Fourth Auction with Weak Bids/High Yields


This seems to be the fourth auction which has seen weak bids and demands at high yield levels from the market. The RBI may not have been relaxed giving a cut-off which did not reflect its accommodative monetary position, according to bond traders.

The government is scheduled to raise Rs 15,000 crore by allotting four bonds at the weekly auction. Presently the craving for bonds is quite low in the market and several investors have incurred losses after yields shot up sharply after the policy statement and are now being careful according to the managing director of ICICI Securities Primary Dealership, B. Prasanna. Government bond earnings have increased by at least 10 basis points over the last one week as an aggressive policy statement from RBI, the effects of global bond sell-off earlier in the month as well as anxieties over domestic inflation that kept several buyers at bay. The 10 year benchmark 7.72%, 2025 bond yield closed at 7.8%, up 10 bps from the earlier week. The bond has suffered losses for all investors who had bought it at the maiden auction in May.

Last Devolvement – June 12


In the policy of June, the RBI had reduced its repo rate by 25 bps, but had raised it inflation forecast to 6% for January and had commented that it has frontloaded its rate cuts. This however brought about expectations of the future rate cuts sharply down in the bond market.
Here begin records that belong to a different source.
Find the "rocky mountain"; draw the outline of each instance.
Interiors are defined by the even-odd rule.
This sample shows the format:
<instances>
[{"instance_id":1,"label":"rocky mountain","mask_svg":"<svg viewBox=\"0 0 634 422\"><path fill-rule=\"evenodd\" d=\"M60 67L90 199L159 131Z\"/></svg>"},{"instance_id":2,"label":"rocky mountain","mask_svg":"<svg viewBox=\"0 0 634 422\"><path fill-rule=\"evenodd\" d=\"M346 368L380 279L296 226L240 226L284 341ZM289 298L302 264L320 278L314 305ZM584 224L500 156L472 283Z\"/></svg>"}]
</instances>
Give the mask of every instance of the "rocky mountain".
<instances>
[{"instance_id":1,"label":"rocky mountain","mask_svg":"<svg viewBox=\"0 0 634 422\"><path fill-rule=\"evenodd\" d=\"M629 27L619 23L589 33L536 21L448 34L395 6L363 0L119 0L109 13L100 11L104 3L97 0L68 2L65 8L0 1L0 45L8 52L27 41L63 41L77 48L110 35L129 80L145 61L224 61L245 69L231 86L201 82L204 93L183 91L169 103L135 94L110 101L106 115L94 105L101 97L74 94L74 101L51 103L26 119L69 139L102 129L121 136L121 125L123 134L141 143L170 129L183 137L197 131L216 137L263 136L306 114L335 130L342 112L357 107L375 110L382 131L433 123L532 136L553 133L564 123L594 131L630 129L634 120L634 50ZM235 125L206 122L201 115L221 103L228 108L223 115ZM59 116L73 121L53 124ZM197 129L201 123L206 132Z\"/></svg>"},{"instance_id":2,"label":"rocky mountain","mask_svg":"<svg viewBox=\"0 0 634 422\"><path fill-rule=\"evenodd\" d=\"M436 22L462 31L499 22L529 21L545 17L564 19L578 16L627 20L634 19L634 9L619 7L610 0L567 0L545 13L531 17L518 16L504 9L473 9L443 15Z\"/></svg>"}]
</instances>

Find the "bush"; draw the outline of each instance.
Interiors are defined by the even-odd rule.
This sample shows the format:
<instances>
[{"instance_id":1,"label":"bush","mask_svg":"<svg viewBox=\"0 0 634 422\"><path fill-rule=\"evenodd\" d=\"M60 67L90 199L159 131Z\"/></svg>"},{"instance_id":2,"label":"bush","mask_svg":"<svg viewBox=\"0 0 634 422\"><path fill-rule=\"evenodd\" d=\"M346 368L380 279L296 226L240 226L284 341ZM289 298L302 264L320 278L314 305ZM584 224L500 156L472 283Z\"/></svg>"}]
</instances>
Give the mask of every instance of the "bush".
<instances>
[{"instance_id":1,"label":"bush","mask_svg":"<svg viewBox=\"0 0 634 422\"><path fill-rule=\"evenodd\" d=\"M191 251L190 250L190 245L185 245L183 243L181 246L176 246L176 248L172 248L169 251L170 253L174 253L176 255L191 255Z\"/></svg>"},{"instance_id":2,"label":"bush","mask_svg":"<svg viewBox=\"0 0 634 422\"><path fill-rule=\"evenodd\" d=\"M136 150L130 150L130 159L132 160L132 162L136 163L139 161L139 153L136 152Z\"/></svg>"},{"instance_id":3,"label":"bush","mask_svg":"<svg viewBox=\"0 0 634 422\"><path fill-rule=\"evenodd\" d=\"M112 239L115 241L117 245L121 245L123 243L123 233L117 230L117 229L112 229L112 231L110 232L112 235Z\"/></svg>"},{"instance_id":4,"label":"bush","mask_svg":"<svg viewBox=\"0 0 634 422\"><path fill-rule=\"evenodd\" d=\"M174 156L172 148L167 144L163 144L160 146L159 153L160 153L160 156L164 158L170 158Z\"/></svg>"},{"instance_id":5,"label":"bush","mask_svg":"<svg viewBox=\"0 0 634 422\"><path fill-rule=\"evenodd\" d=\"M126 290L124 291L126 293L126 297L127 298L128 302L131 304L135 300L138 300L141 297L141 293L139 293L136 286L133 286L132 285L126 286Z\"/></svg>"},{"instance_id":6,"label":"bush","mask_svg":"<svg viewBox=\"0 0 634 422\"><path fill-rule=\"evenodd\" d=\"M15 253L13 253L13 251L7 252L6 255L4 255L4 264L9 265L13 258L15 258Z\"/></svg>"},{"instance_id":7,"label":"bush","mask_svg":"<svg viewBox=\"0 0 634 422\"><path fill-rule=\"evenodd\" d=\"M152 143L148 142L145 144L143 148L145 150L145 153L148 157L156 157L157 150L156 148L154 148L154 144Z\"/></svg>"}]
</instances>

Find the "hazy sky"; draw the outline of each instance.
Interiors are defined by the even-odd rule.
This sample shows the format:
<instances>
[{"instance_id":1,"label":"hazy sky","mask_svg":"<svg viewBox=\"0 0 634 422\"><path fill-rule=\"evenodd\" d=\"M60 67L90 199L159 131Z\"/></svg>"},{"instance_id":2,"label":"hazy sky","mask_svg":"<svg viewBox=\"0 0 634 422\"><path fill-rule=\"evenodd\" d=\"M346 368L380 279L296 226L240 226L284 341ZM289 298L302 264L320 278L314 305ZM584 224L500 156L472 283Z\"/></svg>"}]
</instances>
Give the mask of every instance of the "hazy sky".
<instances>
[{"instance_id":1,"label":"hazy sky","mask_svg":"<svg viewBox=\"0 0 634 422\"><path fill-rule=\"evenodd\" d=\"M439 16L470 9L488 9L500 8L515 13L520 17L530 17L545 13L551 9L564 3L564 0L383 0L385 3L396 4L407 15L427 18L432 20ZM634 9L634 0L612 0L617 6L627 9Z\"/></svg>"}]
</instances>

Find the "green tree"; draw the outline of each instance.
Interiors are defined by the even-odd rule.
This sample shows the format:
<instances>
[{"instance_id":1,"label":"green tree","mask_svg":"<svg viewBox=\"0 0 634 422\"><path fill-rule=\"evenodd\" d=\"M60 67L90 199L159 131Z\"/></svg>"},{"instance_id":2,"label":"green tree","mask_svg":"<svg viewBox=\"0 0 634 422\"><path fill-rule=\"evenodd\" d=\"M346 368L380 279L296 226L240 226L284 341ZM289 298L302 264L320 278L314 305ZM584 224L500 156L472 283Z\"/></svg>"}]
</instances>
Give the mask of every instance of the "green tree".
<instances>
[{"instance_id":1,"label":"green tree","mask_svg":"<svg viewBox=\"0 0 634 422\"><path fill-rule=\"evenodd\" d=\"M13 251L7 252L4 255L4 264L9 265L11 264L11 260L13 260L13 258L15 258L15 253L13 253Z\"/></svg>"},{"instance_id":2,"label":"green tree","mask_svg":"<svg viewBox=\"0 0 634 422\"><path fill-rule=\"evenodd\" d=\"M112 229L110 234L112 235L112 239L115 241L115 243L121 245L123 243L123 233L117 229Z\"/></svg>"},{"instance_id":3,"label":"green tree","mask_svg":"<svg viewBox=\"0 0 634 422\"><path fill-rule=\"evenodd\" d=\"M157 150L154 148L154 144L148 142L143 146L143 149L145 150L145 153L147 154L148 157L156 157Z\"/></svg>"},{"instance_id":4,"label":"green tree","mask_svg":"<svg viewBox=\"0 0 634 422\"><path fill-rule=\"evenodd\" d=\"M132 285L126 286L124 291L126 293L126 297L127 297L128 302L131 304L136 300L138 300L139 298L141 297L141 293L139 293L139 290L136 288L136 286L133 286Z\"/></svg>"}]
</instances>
Moreover, the bond yields from US to Europe has also increased to multi-month highs since the investors deserted fixed income in the midst of rising oil prices as well as the forthcoming rate hike by the US Federal Reserve.

The last devolvement of RBI had been on June 12, when the sentiments seemed negative owing to high inflation reading. An official aware of the central bank’s decision in explaining the devolvement had informed that `the bids had come at much higher yields’. He had added that the central bank was also certain in not devolving in too big an amount to avoid destabilising the markets.